Jusque-là on a considéré l’Europe comme une grande dame qui a appliqué le Traité de Rome par une justice qui primait sur toutes les juridictions nationales. Cette grande dame donnait ses ordres, établissait les feuilles de route dans leurs grandes lignes.
Aujourd’hui, l’Europe est devenue un serviteur qui peut distribuer des bonbons. On lui reproche d’être un « machin » qui distribue des normes, acceptées comme d’importantes par certains, faibles par d’autres.
Depuis quelques jours, l’Europe est devenue la caution de tous. Pas totalement, car les risques ont été réduits pour certains pays. Mais, dans l’Europe, nombreux sont encore les pays qui n’ont pas pris le train de l’espérance. Ce sont les pays où le coût horaire du travail est quatre fois inférieur aux autres pays européens.

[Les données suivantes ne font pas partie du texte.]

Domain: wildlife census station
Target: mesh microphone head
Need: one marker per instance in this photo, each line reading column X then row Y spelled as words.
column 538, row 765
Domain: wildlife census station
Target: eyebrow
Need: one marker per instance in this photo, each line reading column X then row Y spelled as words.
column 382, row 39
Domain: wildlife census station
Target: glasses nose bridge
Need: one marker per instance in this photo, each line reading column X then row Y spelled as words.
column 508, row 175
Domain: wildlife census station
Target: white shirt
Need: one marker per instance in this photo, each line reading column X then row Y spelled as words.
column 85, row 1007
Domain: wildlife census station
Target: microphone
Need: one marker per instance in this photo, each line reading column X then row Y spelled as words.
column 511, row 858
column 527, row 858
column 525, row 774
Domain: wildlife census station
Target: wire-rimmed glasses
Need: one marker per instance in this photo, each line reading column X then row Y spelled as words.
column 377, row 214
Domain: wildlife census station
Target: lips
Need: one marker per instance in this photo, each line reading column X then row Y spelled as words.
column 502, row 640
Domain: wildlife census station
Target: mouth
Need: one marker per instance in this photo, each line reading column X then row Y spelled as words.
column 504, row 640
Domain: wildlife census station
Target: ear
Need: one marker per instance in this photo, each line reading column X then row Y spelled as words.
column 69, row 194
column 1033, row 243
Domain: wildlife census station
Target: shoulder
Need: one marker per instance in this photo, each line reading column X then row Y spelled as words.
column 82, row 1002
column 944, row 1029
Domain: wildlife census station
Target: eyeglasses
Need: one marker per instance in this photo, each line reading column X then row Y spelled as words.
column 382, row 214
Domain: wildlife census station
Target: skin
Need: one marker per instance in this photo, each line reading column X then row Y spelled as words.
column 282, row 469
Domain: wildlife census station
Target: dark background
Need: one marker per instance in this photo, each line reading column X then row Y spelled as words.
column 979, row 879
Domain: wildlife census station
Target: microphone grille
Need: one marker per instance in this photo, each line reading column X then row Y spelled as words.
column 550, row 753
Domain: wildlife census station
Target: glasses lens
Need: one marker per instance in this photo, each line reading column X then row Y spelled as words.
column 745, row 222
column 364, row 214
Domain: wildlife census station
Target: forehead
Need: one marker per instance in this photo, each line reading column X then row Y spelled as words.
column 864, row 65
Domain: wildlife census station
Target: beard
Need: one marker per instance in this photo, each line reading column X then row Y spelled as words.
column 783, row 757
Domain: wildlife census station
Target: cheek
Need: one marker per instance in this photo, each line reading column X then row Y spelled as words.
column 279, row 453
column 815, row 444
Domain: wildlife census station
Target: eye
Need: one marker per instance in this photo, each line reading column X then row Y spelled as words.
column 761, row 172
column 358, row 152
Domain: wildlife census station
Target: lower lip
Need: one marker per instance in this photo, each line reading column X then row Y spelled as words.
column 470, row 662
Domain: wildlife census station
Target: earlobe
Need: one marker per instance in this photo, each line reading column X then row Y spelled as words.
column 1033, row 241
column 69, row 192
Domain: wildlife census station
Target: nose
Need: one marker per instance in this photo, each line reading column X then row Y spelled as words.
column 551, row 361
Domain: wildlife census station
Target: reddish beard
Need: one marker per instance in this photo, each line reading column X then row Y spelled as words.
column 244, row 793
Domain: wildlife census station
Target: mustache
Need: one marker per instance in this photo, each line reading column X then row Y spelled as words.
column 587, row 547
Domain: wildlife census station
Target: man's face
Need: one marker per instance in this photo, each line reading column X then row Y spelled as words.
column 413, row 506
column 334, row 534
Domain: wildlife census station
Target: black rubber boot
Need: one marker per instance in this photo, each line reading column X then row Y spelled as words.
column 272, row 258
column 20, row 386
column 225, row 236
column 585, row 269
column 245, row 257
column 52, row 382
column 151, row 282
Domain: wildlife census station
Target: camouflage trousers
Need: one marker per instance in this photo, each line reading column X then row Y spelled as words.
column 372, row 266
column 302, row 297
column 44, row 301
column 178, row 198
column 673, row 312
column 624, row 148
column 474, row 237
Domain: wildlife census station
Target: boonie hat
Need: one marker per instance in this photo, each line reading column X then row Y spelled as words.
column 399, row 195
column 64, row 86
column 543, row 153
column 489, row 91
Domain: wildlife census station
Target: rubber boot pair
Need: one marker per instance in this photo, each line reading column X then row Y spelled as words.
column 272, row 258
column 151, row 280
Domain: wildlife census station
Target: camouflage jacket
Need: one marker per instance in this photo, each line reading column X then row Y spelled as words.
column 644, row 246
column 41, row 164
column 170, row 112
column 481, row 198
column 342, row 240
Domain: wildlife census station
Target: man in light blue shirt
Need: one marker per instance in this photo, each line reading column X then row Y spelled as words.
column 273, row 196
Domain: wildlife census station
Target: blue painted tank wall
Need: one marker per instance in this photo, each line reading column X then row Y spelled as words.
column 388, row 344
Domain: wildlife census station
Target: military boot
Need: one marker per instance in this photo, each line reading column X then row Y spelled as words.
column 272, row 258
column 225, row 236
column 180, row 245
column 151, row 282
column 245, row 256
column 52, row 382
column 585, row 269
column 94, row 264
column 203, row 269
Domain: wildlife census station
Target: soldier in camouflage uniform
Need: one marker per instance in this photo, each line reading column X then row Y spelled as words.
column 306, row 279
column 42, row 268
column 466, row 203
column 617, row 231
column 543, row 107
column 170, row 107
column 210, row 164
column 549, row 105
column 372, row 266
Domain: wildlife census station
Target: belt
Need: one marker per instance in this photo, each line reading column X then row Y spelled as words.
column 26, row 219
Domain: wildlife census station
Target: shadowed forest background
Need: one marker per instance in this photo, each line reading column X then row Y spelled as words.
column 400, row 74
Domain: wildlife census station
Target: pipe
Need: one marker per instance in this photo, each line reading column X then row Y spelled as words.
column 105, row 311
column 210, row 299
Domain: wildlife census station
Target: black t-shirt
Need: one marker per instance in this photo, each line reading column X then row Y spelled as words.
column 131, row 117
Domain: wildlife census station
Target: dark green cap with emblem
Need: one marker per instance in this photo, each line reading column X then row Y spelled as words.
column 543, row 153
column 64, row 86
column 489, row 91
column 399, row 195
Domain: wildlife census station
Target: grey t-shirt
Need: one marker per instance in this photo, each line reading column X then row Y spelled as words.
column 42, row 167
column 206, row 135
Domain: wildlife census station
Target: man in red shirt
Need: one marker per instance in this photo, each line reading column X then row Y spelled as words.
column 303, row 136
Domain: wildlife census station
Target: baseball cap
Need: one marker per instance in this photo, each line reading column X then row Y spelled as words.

La Hongrie, la Bulgarie, la Tchéquie, la Pologne et quelques autres s’étonnent d’être à la traîne. Elles pourraient produire moins cher que la Chine mais l’Europe ne leur a pas donné les outils pour ce faire. Faudra-t-il créer un Emmaüs pour ces pays en détresse ?
On a un peu l’impression d’une Europe à deux vitesses : les grands pays qui font ou qui appliquent tout au moins la loi de l’Europe et d’autres qui la subissent. Il y a dans l’Europe un manque de responsabilité. On préfère acheter en Chine des produits quelconques que d’acheter dans les pays d’Europe, au même prix, des produits de qualité ; il s’agit là tout de même de 150 millions d’habitants. On dirait les oubliés du TGV de l’Europe.
Ma crainte est que l’argent facile organisé par la banque européenne soit utilisé pour boucher des trous dans les grands pays plutôt que d’aider les petits pays, spécialement de l’Est, qui auraient besoin qu’on les aide pour produire. Va-t-on en arriver à une domination de certains pays en Europe ?
Le droit européen a bien du mal à s’imposer et je me rappelle me trouver, un jour, devant un tribunal à Rouen où le Procureur lança cette accusation « voici des délinquants économiques, certes, qui prétendent utiliser le droit étranger en parlant du Traité de Rome ». On ne pouvait pas lui reprocher de ne pas savoir car le Traité de Rome n’était pas enseigné dans les facultés, et pourtant il est en place et fait force de loi depuis plus de cinquante ans. Ces délinquants, c’était moi, je venais simplement demander justice pour les familles soumises au monopole des pompes funèbres, formellement interdit par le Traité de Rome. Je dois quand-même reconnaître que c’est le Président du Tribunal qui a remis en place le Procureur de la République, ce jour-là.
Certes, j’ai gagné mais il ne faut tout de même pas prendre l’Europe comme une bouée de sauvetage. L’Europe est une force économique et elle ne sera une force que si tous ces enfants ont le même héritage, ce qui n’est pas le cas aujourd’hui. Essayer de créer une unité entre des enfants qui ne sont pas considérés de la même manière est bien difficile.
Je pense que Monsieur Macron en a conscience, mais cela ne suffit pas ; il faut raccrocher tous ces wagons au TGV européen. Il est vrai que dans notre pays il y a aussi beaucoup de pauvreté et même beaucoup de différences. C’est ce que l’Abbé Pierre a voulu dire en créant Emmaüs.
Il y en a, dans ce groupe de 27 pays, qui ont plus de chance que d’autres mais l’on devrait aujourd’hui faire la même chose que l’on a faite pour le Portugal et pour l’Espagne à une époque. On ne peut pas demander une même caution à tous les pays quand on ne leur donne pas la même chose.
La grande dame originelle de l’Europe ne doit pas n’être qu’une banque européenne. Elle doit s’occuper de tous ses enfants, faute de quoi il n’aura jamais d’unité.